À la Nouvelle Vague, Helen Scott apporte une assise new-yorkaise, sa culture juive critique et caustique

Dans L'amie américaine, un passionnant travail d'investigation, Serge Toubiana raconte l'histoire d'Helen Scott, une Américaine qui a oeuvré pour la diffusion du cinéma français aux États-Unis.
Par Jean-Christophe Ferrari
le Mardi 17 Mars 2020

helen scottÀ travers le récit du parcours d'Helen Scott, avez-vous cherché à proposer une version secrète, une version parallèle, de la grande Histoire du cinéma, notamment celle de Truffaut et de la Nouvelle Vague ?

Absolument. C'était une manière de réinvestir une histoire connue, l'histoire de la Nouvelle Vague, par un personnage insolite, un personnage secondaire dont je fais mon héroïne. Il y a vingt ans, j'avais essayé de publier la correspondance entre Helen Scott et François Truffaut. Et puis il y a un peu plus d'un an, il m'est apparu qu'on pouvait écrire un livre sur elle. Mais je ne connaissais rien de son histoire avant 1960, moment où elle rencontre Truffaut. J'ai enquêté. J'ai rencontré sa nièce, sa petite-nièce, et puis j'ai tiré les fils biographiques et j'ai vu arriver plein de choses intéressantes : son militantisme communiste, l'hypothèse romanesque qu'elle ait travaillé pour l'Union Soviétique, son engagement pour la France libre qui l'emmène jusqu'à Brazzaville, sa présence au procès de Nuremberg, sa mise au ban pendant le maccarthysme, etc. Je me suis rendu compte qu'il y avait là une héroïne qui méritait un livre.

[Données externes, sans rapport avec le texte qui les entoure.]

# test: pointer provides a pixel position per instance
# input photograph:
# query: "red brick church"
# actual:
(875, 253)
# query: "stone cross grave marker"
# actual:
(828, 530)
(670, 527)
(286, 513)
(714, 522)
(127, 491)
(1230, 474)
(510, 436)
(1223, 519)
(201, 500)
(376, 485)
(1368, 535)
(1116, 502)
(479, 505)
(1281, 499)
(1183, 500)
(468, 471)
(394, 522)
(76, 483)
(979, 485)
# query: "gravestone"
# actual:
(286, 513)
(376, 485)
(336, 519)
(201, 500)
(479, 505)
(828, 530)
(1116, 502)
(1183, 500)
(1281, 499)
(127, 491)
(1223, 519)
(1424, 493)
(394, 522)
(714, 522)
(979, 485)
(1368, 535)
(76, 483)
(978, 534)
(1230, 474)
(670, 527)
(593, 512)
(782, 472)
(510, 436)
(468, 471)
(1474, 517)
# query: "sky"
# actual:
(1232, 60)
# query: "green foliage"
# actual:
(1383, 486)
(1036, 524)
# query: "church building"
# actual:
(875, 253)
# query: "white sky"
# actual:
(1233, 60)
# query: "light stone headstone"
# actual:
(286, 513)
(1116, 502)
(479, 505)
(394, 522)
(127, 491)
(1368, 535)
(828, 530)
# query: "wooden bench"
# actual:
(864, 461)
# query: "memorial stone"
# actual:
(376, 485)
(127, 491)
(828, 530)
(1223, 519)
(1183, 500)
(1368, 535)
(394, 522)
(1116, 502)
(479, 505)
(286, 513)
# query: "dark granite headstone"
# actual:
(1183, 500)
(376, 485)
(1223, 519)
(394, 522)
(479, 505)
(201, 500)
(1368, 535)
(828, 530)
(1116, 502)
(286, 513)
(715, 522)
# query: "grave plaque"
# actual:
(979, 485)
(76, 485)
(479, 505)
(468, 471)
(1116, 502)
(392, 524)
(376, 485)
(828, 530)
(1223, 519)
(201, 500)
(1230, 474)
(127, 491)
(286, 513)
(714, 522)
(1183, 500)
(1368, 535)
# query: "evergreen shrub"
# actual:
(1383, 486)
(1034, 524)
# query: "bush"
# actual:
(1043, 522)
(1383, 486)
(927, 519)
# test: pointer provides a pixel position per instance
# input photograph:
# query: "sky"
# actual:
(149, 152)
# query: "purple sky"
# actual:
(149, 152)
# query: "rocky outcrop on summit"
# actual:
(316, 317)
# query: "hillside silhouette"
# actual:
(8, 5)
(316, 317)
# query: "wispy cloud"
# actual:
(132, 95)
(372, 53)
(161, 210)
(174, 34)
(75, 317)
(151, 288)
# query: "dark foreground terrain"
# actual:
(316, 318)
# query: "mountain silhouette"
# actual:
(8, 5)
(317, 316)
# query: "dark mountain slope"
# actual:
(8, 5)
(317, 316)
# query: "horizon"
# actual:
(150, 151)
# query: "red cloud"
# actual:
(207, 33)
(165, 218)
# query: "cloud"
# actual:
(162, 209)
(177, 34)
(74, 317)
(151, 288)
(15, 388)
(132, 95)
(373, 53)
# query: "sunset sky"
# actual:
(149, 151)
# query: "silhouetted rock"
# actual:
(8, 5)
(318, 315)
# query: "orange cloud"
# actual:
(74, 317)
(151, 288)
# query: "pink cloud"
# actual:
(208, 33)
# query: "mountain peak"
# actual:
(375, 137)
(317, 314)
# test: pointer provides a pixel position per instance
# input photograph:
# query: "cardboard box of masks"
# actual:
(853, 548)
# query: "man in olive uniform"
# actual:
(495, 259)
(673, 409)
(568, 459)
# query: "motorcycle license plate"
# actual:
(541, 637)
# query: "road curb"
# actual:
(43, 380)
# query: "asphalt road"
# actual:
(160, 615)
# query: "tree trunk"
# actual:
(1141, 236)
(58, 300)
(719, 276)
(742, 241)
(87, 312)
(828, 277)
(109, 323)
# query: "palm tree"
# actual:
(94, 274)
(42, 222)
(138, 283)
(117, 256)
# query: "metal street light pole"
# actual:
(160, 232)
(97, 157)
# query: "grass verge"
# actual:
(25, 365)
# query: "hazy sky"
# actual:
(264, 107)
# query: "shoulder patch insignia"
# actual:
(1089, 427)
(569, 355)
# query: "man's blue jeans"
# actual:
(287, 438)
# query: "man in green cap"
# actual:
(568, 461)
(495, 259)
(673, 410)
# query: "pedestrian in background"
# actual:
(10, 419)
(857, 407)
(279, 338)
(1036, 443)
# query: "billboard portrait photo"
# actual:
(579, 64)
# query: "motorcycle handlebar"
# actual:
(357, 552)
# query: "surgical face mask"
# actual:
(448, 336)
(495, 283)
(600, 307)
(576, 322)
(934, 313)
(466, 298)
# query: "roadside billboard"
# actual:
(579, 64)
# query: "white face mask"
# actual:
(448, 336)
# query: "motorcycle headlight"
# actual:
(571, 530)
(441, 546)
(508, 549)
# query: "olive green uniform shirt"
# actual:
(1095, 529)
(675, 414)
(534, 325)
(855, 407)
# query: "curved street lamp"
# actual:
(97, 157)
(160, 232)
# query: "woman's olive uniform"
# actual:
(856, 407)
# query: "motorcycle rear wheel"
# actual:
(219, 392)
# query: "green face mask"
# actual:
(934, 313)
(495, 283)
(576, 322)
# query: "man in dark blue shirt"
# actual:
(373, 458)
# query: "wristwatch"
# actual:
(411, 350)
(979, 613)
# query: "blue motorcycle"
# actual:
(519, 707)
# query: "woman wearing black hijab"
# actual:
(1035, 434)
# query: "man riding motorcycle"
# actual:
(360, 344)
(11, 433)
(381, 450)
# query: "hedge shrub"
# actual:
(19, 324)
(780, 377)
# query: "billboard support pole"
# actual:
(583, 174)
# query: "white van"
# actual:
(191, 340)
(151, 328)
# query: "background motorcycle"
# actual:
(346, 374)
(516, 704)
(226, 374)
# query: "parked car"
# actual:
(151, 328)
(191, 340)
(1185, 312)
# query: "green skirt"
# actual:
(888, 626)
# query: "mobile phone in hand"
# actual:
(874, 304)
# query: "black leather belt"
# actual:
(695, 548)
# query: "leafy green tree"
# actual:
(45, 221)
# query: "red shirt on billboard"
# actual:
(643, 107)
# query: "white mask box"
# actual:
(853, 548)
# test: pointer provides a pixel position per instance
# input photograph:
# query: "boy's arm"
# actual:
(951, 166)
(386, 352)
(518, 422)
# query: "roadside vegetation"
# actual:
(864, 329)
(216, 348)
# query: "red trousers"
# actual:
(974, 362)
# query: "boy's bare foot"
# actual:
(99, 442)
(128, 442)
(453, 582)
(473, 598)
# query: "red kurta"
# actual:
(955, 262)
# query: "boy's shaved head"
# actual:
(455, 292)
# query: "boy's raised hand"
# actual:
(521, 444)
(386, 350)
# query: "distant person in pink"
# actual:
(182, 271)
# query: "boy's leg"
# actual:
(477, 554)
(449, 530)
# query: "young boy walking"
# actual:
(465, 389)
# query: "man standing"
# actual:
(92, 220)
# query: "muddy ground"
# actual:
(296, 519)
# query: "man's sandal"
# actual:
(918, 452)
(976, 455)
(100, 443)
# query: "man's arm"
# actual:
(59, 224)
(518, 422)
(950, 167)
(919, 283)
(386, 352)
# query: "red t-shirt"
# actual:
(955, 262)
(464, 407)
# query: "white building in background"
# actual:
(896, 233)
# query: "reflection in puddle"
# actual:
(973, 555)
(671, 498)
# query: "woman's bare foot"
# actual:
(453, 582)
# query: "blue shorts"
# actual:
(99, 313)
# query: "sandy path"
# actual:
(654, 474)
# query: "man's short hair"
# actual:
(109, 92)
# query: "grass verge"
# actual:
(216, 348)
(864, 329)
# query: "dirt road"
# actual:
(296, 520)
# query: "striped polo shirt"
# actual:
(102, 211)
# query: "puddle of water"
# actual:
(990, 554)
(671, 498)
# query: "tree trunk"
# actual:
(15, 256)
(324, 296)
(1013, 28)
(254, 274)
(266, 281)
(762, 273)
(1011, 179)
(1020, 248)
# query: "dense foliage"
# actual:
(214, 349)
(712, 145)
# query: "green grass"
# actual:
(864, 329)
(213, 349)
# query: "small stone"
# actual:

D'autant que l'espèce d'amour platonique qu'elle ressent pour François Truffaut – un amour qui dure près de vingt-cinq ans – est, lui aussi, bien romanesque et mystérieux...

C'est vrai. Elle l'invective, le rabroue, elle l'adore. Ils se connaissaient par coeur. Elle se considérait comme sa mère juive, son épouse idéale. Helen a apporté à Truffaut ce regard américain qui est si compliqué à comprendre pour les Français. Elle a été son guide dans un paysage qu'il ne comprenait pas. C'est grâce à elle que Truffaut est à deux doigts de réaliser Bonnie et Clyde. De son côté Truffaut la sauve, lui donne une nouvelle chance, elle qui a été blacklistée, privée de passeport, elle qui est mal traitée dans son boulot, elle dont la vie privée est insatisfaisante. Et cette chance, Helen la saisit à bras-le-corps. Elle le surinvestit, lui écrit tous les trois jours. Quand pour la première fois, elle cherche Truffaut à l'aéroport, quelque chose se passe. Elle va tout miser sur lui. Par exemple, elle l'a beaucoup aidé à faire du livre avec Hitchcock un livre plus universel que si cela avait été un livre Cahiers du cinéma. Elle lui enjoint de ne pas écrire un livre trop jargonneux. En somme, ils se sont nourris l'un et l'autre de leurs forces respectives. Aujourd'hui, sa tombe est située à quelques mètres de celle de Truffaut. C'est Madeleine Morgenstern, la première femme de Truffaut, qui l'a organisé ainsi car elle considérait qu'Helen faisait partie de la famille.

Elle n'a pas aidé que Truffaut mais aussi Godard, Resnais, Polanski, Forman, Schroeder...

Oui. À la Nouvelle Vague, elle apporte une certaine assise new-yorkaise, sa culture juive critique et caustique, sa lucidité, son sens de l'autodérision. Et puis ce sentiment qu'il faut remettre les choses à leur place. Elle qui avait croisé d'une manière ou d'une autre, toutes les souffrances du XX siècle savait que le cinéma existe avant tout pour nous amuser.